This article is an answer to my bug report here: https://github.com/minio/minio/issues/21735

Context

S3 buckets ca be configured to keep old versions of objects when overwriting/deleting them. This is called a versioned bucket

Calling DeleteObject on an object in a versioned bucket will not really delete it, but mark it as so with a delete marker. The object will appear deleted, but can still be viewed/deleted by specifying its versionId.

This behaviour is really useful, for example for backups, where you want a client to upload its backups, but not be able to delete them all instantly. In this case, you would allow the client to do DeleteObject calls, but not DeleteObjectVersion, and clean up old versions periodically.

MinIO-specific behaviour

Unfortunately, MinIO policies don’t behave the same way as in other platforms. On CEPH & AWS (The 2 other providers implementing policies that I know of), the s3:DeleteObject permission does not grant s3:DeleteObjectVersion.

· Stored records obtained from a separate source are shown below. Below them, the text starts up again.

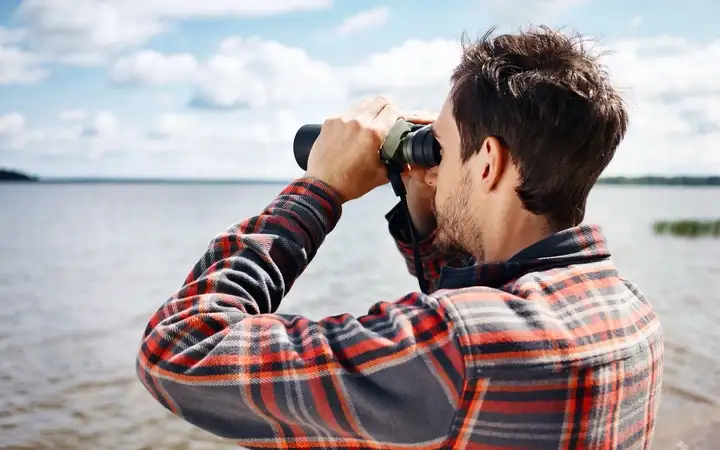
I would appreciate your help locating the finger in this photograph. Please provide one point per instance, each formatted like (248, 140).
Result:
(419, 117)
(387, 117)
(373, 108)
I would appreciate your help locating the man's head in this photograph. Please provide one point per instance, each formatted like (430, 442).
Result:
(529, 124)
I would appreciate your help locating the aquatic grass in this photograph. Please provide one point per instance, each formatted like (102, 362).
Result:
(688, 228)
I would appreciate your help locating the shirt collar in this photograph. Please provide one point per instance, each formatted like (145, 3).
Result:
(581, 244)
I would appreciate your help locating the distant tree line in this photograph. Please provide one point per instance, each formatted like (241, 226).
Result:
(663, 181)
(14, 175)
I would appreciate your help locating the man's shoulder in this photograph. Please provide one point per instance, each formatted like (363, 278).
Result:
(581, 316)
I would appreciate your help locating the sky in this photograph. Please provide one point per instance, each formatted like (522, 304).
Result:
(218, 88)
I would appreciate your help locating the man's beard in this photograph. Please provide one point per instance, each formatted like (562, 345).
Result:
(456, 231)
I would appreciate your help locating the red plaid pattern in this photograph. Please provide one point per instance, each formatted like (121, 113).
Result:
(552, 349)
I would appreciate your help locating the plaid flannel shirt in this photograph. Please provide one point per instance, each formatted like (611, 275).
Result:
(551, 349)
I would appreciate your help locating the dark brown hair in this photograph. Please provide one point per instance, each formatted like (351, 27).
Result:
(548, 100)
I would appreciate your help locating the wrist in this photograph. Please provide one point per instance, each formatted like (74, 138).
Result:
(328, 184)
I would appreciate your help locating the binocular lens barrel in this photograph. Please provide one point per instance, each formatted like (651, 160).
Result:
(419, 146)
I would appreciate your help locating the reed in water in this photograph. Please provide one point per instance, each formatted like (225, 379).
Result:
(688, 228)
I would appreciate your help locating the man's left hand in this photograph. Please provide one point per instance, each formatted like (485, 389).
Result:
(346, 153)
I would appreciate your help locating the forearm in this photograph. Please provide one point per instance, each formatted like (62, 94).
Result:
(258, 260)
(433, 259)
(216, 355)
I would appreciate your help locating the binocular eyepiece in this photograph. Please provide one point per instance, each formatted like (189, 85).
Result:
(406, 142)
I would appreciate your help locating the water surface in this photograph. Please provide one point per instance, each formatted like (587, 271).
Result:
(83, 266)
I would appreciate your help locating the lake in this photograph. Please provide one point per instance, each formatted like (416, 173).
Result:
(83, 266)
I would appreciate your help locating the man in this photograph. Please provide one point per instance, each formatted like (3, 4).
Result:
(529, 337)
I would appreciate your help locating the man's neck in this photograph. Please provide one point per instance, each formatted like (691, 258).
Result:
(514, 233)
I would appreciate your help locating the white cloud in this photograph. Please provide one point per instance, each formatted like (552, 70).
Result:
(150, 67)
(73, 115)
(637, 21)
(89, 31)
(364, 20)
(671, 84)
(11, 125)
(11, 35)
(19, 67)
(519, 12)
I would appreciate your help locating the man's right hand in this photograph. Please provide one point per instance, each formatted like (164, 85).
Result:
(420, 193)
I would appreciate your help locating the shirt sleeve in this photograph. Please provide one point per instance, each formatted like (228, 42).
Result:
(217, 354)
(432, 258)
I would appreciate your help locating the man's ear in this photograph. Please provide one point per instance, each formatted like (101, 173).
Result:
(493, 162)
(431, 176)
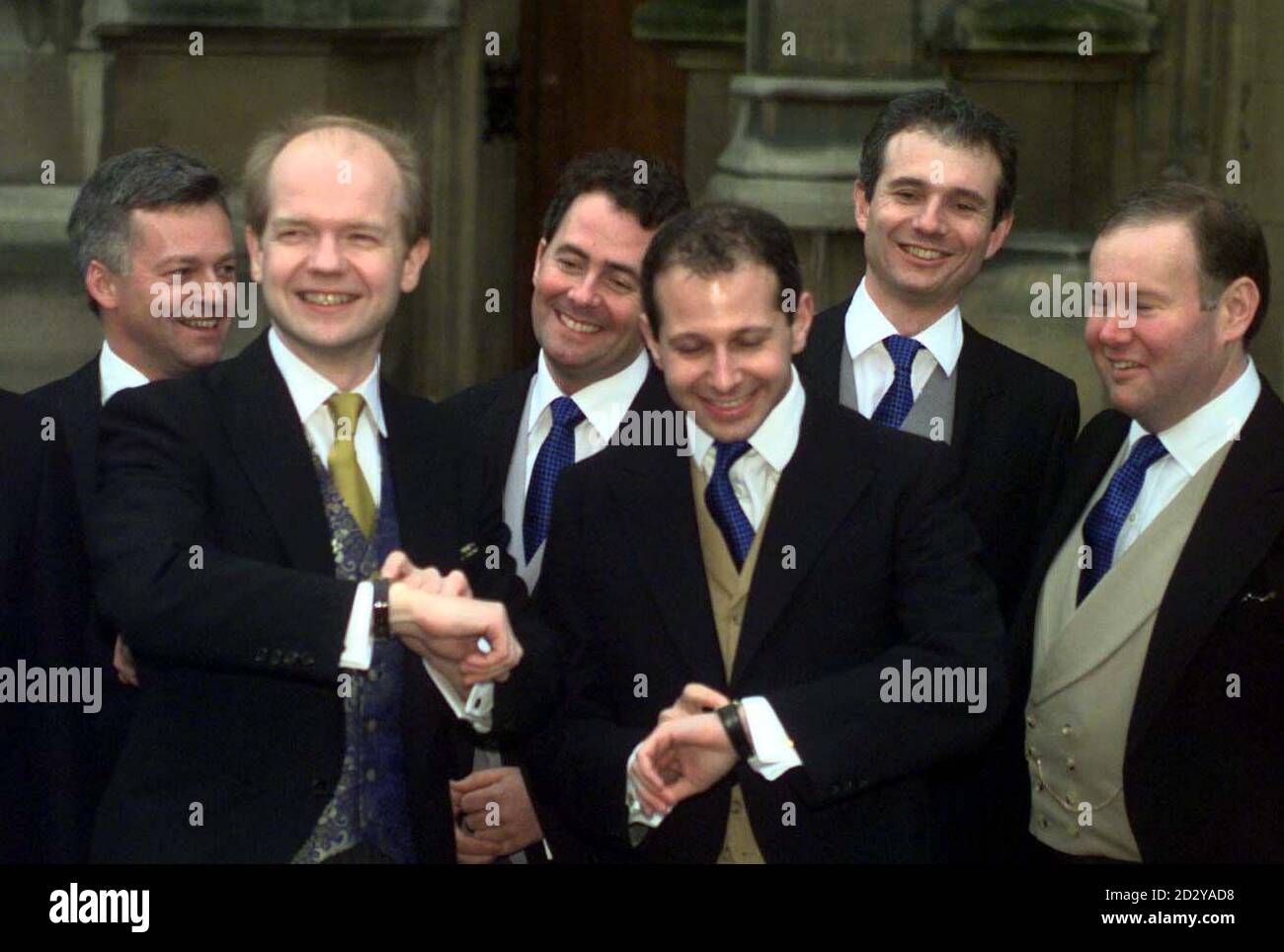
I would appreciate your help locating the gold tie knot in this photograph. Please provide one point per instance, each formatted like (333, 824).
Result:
(345, 468)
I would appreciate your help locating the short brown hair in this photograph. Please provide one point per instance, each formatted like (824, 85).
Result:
(1229, 241)
(415, 202)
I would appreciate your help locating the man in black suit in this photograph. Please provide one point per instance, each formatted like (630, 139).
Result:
(935, 201)
(142, 219)
(43, 607)
(585, 312)
(803, 562)
(287, 710)
(1155, 712)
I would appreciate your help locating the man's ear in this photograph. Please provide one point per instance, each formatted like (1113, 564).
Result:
(101, 285)
(414, 265)
(653, 346)
(539, 257)
(998, 235)
(801, 326)
(1238, 307)
(255, 249)
(860, 200)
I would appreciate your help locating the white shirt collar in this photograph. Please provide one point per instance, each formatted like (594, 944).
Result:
(309, 390)
(774, 440)
(115, 375)
(865, 327)
(1193, 440)
(603, 402)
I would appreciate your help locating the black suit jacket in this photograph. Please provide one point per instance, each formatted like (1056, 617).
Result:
(43, 608)
(867, 560)
(1014, 423)
(488, 417)
(239, 708)
(76, 402)
(1202, 771)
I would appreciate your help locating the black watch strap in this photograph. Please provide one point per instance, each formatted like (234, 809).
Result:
(379, 625)
(733, 723)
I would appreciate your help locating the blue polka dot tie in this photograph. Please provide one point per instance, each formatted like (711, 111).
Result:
(723, 506)
(1103, 523)
(555, 455)
(897, 403)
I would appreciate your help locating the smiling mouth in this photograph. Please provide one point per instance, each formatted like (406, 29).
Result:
(200, 324)
(578, 326)
(326, 299)
(923, 254)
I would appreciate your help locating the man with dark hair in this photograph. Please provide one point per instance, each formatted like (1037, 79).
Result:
(935, 200)
(773, 592)
(295, 701)
(591, 373)
(1154, 721)
(142, 219)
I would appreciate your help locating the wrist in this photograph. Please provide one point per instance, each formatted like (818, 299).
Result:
(733, 721)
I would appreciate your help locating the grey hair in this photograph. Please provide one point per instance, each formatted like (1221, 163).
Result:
(152, 177)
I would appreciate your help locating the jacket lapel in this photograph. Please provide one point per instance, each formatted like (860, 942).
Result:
(1240, 521)
(653, 494)
(269, 440)
(801, 517)
(821, 363)
(979, 382)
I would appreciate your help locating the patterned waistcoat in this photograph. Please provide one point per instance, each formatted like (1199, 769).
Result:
(368, 803)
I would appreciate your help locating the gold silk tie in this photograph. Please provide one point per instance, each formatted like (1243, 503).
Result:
(345, 468)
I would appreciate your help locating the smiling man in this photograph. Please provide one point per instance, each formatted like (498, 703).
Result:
(287, 710)
(141, 219)
(1154, 716)
(773, 575)
(935, 199)
(527, 426)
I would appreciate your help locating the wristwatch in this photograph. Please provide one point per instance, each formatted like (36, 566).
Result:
(379, 626)
(733, 723)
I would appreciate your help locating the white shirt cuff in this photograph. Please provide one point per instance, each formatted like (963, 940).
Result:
(479, 706)
(773, 751)
(630, 797)
(358, 646)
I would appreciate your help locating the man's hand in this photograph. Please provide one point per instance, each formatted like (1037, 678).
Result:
(682, 757)
(398, 567)
(475, 840)
(463, 638)
(122, 660)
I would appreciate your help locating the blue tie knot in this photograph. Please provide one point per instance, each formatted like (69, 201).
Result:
(728, 453)
(1146, 451)
(902, 352)
(566, 412)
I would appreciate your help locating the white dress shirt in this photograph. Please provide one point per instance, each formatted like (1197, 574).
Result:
(602, 403)
(1190, 442)
(753, 479)
(864, 329)
(309, 391)
(115, 375)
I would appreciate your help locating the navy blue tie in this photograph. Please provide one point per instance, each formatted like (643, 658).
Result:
(555, 455)
(723, 506)
(897, 403)
(1103, 523)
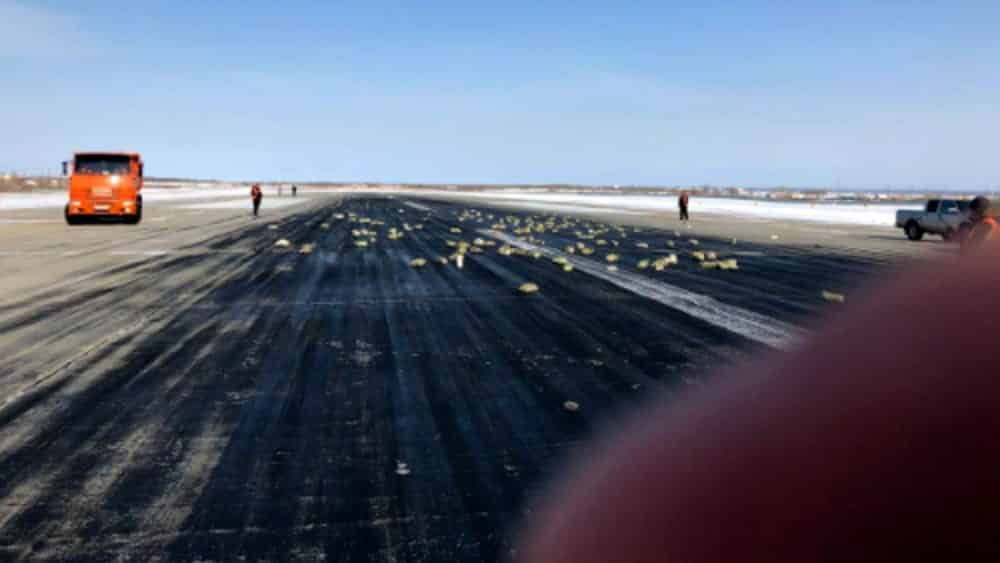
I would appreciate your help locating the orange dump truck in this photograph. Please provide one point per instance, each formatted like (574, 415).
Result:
(104, 185)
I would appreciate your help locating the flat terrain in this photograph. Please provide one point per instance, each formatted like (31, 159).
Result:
(187, 390)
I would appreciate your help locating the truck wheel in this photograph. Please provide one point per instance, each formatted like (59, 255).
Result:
(135, 219)
(70, 220)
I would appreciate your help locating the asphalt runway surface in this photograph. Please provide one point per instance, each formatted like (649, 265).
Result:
(187, 390)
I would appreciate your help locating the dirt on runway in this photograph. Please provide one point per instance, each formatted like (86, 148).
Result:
(187, 390)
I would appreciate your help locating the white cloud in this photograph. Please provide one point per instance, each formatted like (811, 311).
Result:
(36, 32)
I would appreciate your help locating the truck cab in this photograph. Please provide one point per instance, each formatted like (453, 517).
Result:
(104, 185)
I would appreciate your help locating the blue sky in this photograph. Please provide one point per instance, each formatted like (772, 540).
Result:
(842, 94)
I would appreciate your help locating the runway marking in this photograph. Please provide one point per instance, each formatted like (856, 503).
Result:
(754, 326)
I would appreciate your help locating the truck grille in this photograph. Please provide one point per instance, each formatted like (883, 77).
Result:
(102, 193)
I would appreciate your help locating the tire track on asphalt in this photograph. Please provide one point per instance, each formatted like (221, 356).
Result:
(750, 325)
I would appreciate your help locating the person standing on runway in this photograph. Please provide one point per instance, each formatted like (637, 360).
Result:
(256, 195)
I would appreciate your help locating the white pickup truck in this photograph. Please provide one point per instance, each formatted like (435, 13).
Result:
(945, 217)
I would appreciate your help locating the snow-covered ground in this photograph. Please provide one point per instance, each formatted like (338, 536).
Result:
(837, 213)
(35, 200)
(236, 197)
(244, 203)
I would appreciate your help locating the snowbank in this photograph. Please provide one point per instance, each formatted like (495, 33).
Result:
(37, 200)
(819, 212)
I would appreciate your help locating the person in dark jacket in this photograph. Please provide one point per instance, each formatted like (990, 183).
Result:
(256, 195)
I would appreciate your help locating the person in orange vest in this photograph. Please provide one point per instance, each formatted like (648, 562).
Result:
(256, 195)
(984, 229)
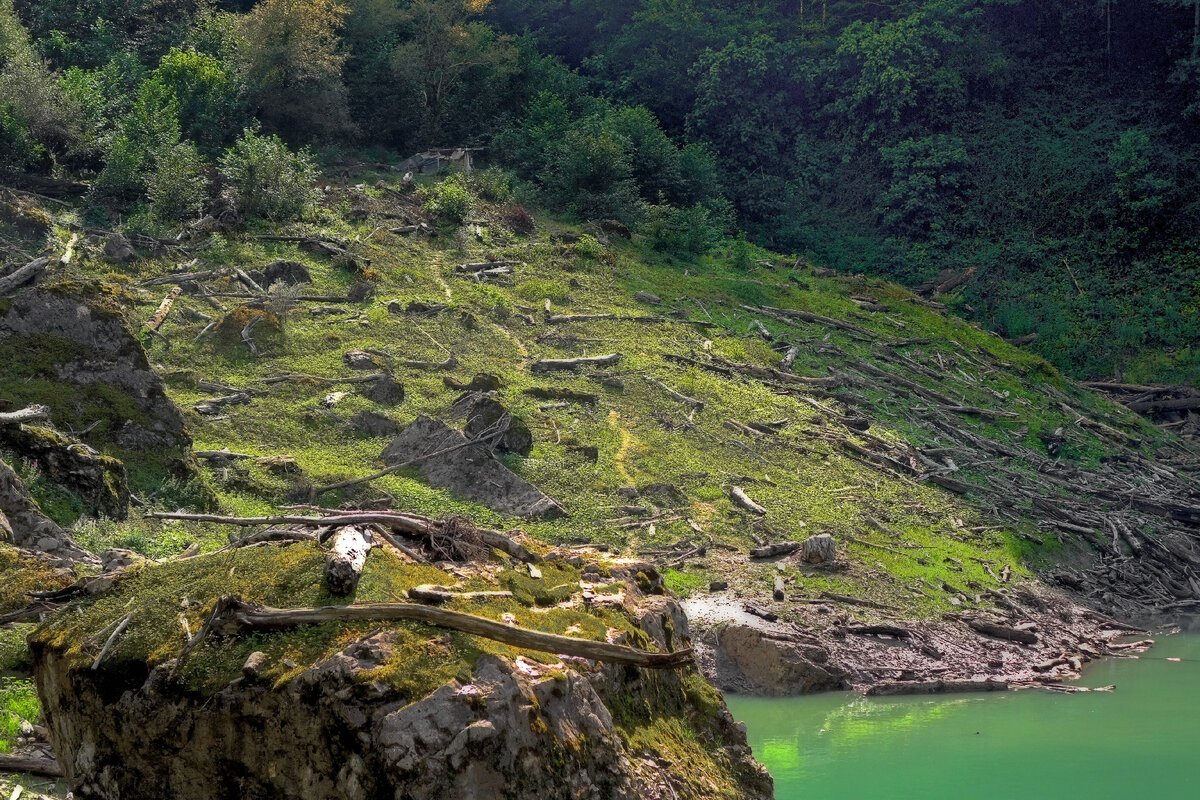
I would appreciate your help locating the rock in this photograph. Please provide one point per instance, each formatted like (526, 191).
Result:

But on MinIO, allowing s3:DeleteObject to an user will implicitely grant it s3:DeleteObjectVersion. As shown here and in my exchange with the devs, this is a known and expected behaviour of MinIO, which cannot be fixed because it would produce a breaking change.
The solution to block object version deletions is to explicitely deny DeleteObjectVersion, like this:

{
    "Version": "2012-10-17",
    "Statement": [
        {
            "Effect": "Deny",
            "Action": [
                "s3:DeleteObjectVersion"
            ],
            "Resource": "arn:aws:s3:::test/*"
        },
        {
            "Effect": "Allow",
            "Action": [
                "s3:GetObject",
                "s3:PutObject",
                "s3:DeleteObject"
            ],
            "Resource": "arn:aws:s3:::test/*"
        }
    ]
}

Conclusion

The above policy will block DeleteObjectVersion calls but allow DeleteObject, allowing you to have the same behaviour with MinIO as you have with other S3 providers.
⚠️ Not applying these changes might expose you to malicious code deleting all backups using the backup client’s S3 user. This affects MinIO, and maybe also AIStor.

Note: another change is that s3:ListBucket seems to grant s3:ListBucketVersions implicitely, with no way to disable it (even by Deny-ing it).